Di Andrea Chiappetta

Partiamo da una domanda: come sarà il nostro Paese dopo questa pandemia? Domanda lecita. Risposta che rimanda a scenari apocalittici: perdita di valore, recessione, disoccupazione, solo per citarne alcuni.

Ma è davvero così? Il nostro cervello è progettato per focalizzarsi maggiormente sulle notizie negative a discapito di quelli positive: l’amigdala, che gestisce le nostre emozioni, influenza in modo particolare il sentimento della paura ed è costantemente recettivo rispetto alla pioggia di informazioni negative che ci arrivano da ogni parte e attraverso ogni tipologia di media.

A riguardo, Filippo Brunelleschi insegnava che “ciò che vediamo dipende da come guardiamo”; e da come ci viene veicolata l’informazione, aggiungeremmo, soprattutto ai nostri giorni.

La miopia strategica che ha caratterizzato le politiche degli ultimi decenni non ha consentito tuttavia all’Italia (anche all’Europa, che dovrà necessariamente cambiare pelle – o uniti o divisi) di divenire una potenza mondiale di spicco e di ricoprire il ruolo di elezione a lei per natura congeniale. Come spesso accade laddove non si pensa a sfruttare le proprie potenzialità c’è qualcun altro che si arroga il diritto di farlo: è quanto sta avvenendo in diversi casi in cui investitori, magari ostili, investono su alcuni dei principali asset del paese.

Le sfide post corona virus, saranno fondamentali e non possiamo sbagliare.

Su quali fronti dobbiamo puntare:

1) Procedere alla totale digitalizzazione di qualsiasi area del Paese, realizzando reti ad alto potenziale e distribuite, soprattutto in ottica di evitare, in caso di stress di utilizzo delle infrastrutture effetti domino. Non possiamo più immaginare una zona del Paese che non sia coperta da infrastrutture e servizi essenziali che rispondano a livelli minimi adeguati di erogazione del servizio e soprattutto di sicurezza, specialmente cibernetica.

2) Sostenere la trasformazione digitale delle aziende e della PA, abbiamo constatato che dobbiamo avere strumenti e modalità operative agili e modulari.

3) Liberare gli investimenti bloccati e sburocratizzazione degli interventi necessari, dalla infrastrutture, all’energia e quindi all’ambiente.
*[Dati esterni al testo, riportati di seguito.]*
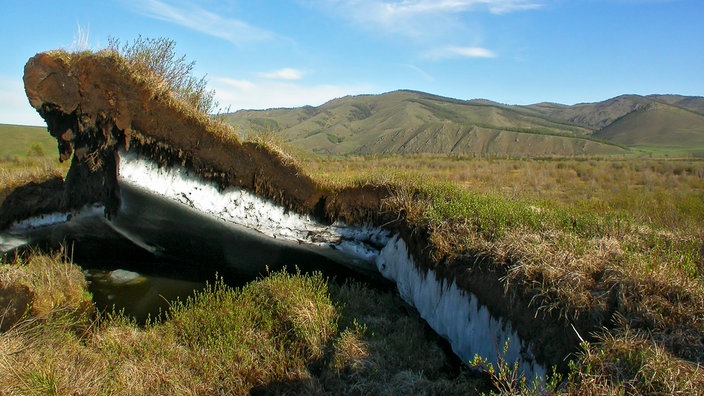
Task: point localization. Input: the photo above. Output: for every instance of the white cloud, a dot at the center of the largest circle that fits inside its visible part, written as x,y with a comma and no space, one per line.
451,52
282,74
14,105
426,76
196,18
419,18
243,94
Proviamo a immaginare una malagrotta su scala nazionale in un momento di crisi come questo unito alla pandemia che ha colpito il pianeta.

4) Mettere in sicurezza le aziende strategiche e dare forza al contenuto previsto dalla Golden Power, le nostre risorse nazionali – devono rimanere di proprietà italiana.

5) Piano di sostegno alle PMI – ossatura del Paese che non può lasciarle sole e soprattutto non può “lasciare sulle spalle delle imprese” questo evento disastroso.

6) Riduzione delle tasse, che dovrà essere legato non alla riduzione dei servizi (chiusura ospedali per esempio), ma frutto dei risparmi legati alla transizione a nuove tecnologie efficienti.

7) Garantire la tutela della salute, eliminare il significativo disinvestimento nella sanità pubblica, che si manifesta con carenze soprattutto sulla dotazione di personale. Pianificare intervento di strumenti quali ad esempio la PPP.

8) Sostenere le imprese nell’accesso al credito con garanzie pubbliche.

9) Ecosistema Italia – per sostenere la crescita risulta fondamentale dare priorità all’acquisto di beni e servizi prodotti in Italia da Aziende Italiane – vero piano Compra italiano italiano sulla base dell’esperienza americana buy american varato durante la grande crisi, che prevedeva di acquistare beni prodotti in America ogni volta che il prezzo fosse medesimo o entro il 6% di ogni alternativa estera.

10) Avviare processo di formazione in linea alle esigenze del mondo del lavoro e quindi adeguamento alle nuove professioni, piano di riconversione delle competenze in via di esaurimento verso nuove qualifiche professionali.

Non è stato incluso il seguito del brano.